しかし、天声人語は「日本代表はルールとマナーを守ることで知られています」に抵抗があった。書きたくなかった。

だってずっといままで、日本軍だけではなく、日本人はルールとマナーを守らないと書いてきた。1989年にも<日本人は、落書きにかけては今や世界に冠たる民族かもしれない。だけどこれは、将来の人たちが見たら、八〇年代日本人の記念碑になるに違いない。精神の貧しさの、すさんだ心の……>と書いたばかりだ。日本人を腐したくてアザミサンゴにまで迷惑をかけた。その日本人が「ルールとマナーを守ることで有名」なら、朝日新聞は今までなにを書いてきたのか、と問われなければならない。

それに「フェアプレイ」も認められない。日本は過去、東アジアの国々を恐怖のどん底に叩き落としてきた。極悪な暴力である軍事力にモノを言わせて、平和で大人しく暮らしているアジア諸国民を支配して搾取しまくる。まさにアンフェアの代表だと書いてきた。もちろん、過去だけではない。戦後、豊かになってからは「世界に日本は何ができるか」と囃してきた。支那にODAをもっと出せと、技術も資金も人材も差し出し、それでも大きくなった日本の企業は支那に行って支那人を雇えとずっと書いてきた。そうしなければまるで「日本はフェア精神がない」という誹りを受けるかの如く、紙面で脅してきた歴史がある。それをいまさら、ワールカップ決勝進出くらいで引っ繰り返せるわけもない。

また、〆の<力量のある前線が信頼されて働く姿は気持ちがいい>から強引に引っ張ったサッカーの話もそう。本田選手の記者会見から<どうやって自立した選手になって『個』を高められるか>だけを切り取った。ここだけ読むと個人が重要、個人の自立こそが大事と読める。

きっかけは今野選手の<ビッグクラブでプレーしている人と一緒にプレーできるのは楽しい>だった。また、長谷部主将も<1つになって戦えるのが強み>と言った。要すれば日本の武器はチームワークだと言った。

そこで本田の発言になる。しかし、本田も<日本の最大のストロングポイントはチームワーク>と認めている。天声人語はこれにふれない。そしてこのあと<でも、そんなものは生まれ持っている能力>と述べている。
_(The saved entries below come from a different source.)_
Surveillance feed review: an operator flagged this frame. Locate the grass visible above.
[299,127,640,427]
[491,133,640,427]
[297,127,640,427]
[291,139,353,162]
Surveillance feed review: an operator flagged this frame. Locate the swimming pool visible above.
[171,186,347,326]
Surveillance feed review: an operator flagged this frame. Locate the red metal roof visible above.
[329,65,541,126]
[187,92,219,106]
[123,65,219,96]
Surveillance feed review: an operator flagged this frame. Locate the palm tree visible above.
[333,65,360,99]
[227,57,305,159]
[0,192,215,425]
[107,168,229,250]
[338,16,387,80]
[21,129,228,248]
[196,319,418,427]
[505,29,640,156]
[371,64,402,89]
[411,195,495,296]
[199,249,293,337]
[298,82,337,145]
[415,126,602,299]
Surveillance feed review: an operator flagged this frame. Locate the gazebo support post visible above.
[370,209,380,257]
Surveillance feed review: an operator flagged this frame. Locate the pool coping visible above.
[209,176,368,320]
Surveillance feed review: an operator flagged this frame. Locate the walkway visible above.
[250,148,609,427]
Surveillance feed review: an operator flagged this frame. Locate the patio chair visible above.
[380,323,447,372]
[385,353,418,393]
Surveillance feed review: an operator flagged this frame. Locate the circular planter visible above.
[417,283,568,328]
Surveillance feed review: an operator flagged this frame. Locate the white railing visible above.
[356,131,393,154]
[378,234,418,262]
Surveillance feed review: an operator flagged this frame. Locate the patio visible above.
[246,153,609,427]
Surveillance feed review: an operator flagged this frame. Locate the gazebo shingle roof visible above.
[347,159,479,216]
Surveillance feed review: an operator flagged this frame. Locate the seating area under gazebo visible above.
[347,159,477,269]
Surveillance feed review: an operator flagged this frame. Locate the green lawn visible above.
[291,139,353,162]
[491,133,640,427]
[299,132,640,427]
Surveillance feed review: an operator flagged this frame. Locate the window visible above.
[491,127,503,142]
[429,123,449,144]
つまり、日本人ならチームワークがあって当然、と言っている。本田は世界という舞台、それだけでは限界があるし、チームワークという最大の武器はもうあるんだから、これからは「個人の能力を高める努力が大事」と言ったに過ぎない。なのに、天声人語は勝手に<たぶんDJもそんな気概の持ち主だろう>としてしまう。そうだろうか。

当日の渋谷交差点。試合開始前から何百人もの警官がスタンバイ。日本が同点に追い付き、俄かに人が集まり始めるとスクランブル。計画通り、訓練通りにバリケードを築き、人員を速やかに配置して群衆整理を行い、同時に「DJポリス」が語りかける。その成果として当日、とくに大きな事故もなく午前零時には撤収、実にスムーズに仕事を終えた。絶妙なコンビネーション、収斂されたチームワークが成せる技だった。だから本人は<日ごろの訓練が生きただけ>と謙虚に応える。煮ても焼いても日本人マインドだとわかる。


自民党の支持率もまだ高い。とくに失点もない。またテキトーな悪口書いたら、最近の世論は黙ってない。他のネタ話で日本を腐すにも時期が悪い。慰安婦問題の捏造もバレている。そうして困りながら鉛筆を舐めていると、ふと「書くことがない」と気付く。

それで天声人語はとりあえず、ワールカップや「DJポリス」を書くことにしたが、これも今更、日本人はルールとマナーを守る民族だとか、日本に最初から備わっている武器はチームワークだとか、普通に書くには照れ臭い。いきなり日本を褒めると、読者は熱でもあるのかと心配もするだろう。だからこんな中途半端になった。受験生諸君、これは悪い見本です。